The Eye of an Octopus

Genesis 1:20
“And God said, Let the waters bring forth abundantly the moving creature that hath life, and fowl that may fly above the earth in the open firmament of heaven.”

The eye is a very complex organ. A vertebrate eye, such as that possessed by humans, contains a number of separate parts, all of which have to work together. It is easy, therefore, to show that an eye could not have evolved. Our eyes contain a lens, which is transparent and convex, like the lens of a camera. But, unlike the camera lens, the eye lens can have its focal length altered by being stretched thinner, or squashed fatter, by tiny muscles. If the lens had evolved without the muscles, it would have been useless. The lens needs to focus light on to the retina, where the photo-receptors are found. The retina would have been useless if it had evolved with no lens, and there would be no evolutionary advantage to an organism with a lens, but no retina. And none of these features are useful without a nerve to take the signals of these images to the brain.

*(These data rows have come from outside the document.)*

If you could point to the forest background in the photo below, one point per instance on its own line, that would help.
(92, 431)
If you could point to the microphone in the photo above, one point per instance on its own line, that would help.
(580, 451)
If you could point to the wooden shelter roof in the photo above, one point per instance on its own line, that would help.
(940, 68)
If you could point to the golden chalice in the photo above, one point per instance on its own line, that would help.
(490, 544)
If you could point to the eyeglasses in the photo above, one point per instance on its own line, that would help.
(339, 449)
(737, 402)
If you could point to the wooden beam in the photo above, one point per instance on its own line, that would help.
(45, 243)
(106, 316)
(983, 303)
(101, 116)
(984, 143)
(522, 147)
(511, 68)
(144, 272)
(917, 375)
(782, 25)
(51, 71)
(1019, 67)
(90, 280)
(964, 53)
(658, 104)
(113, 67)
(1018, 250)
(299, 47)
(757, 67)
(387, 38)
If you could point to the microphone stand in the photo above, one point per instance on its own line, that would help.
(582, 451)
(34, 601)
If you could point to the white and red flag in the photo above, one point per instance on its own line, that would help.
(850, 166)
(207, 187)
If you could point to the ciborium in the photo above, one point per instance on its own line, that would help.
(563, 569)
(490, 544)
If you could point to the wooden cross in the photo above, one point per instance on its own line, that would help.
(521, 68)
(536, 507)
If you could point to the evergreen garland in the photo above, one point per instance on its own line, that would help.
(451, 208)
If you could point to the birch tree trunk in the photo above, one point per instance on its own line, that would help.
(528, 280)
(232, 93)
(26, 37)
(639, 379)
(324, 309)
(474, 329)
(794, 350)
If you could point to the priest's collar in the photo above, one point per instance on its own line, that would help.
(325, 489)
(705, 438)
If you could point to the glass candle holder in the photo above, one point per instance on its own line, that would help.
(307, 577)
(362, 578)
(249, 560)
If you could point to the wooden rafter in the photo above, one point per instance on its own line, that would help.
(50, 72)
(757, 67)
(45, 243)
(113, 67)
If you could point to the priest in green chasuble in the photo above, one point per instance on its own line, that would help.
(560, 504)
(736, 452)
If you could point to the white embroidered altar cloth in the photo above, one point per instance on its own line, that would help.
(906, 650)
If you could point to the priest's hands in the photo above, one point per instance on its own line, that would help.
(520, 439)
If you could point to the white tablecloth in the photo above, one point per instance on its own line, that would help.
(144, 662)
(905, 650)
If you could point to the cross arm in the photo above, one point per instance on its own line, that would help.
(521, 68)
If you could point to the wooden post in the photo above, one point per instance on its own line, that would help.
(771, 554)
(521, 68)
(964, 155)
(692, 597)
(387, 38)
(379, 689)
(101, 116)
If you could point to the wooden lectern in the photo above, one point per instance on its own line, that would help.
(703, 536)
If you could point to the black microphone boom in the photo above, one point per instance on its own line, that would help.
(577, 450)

A further blow that the eye gives to evolution is when we examine the eyes of cephalopods, like the octopus. The eyes of these mollusks are pretty much the same as vertebrate eyes. Are we expected to believe that they evolved separately to the same design? Cephalopods are supposedly less evolved than humans. Yet their eyes seem to be more advanced, as they do not possess the blind spot of the vertebrate eye.

None of these issues is difficult to understand when we realize that these features were designed by God, just as He said.

Prayer: Thank You, Father, for the gift of sight. Thank You for making our eyes as such a miraculous design which points to You and Your creative power. Amen.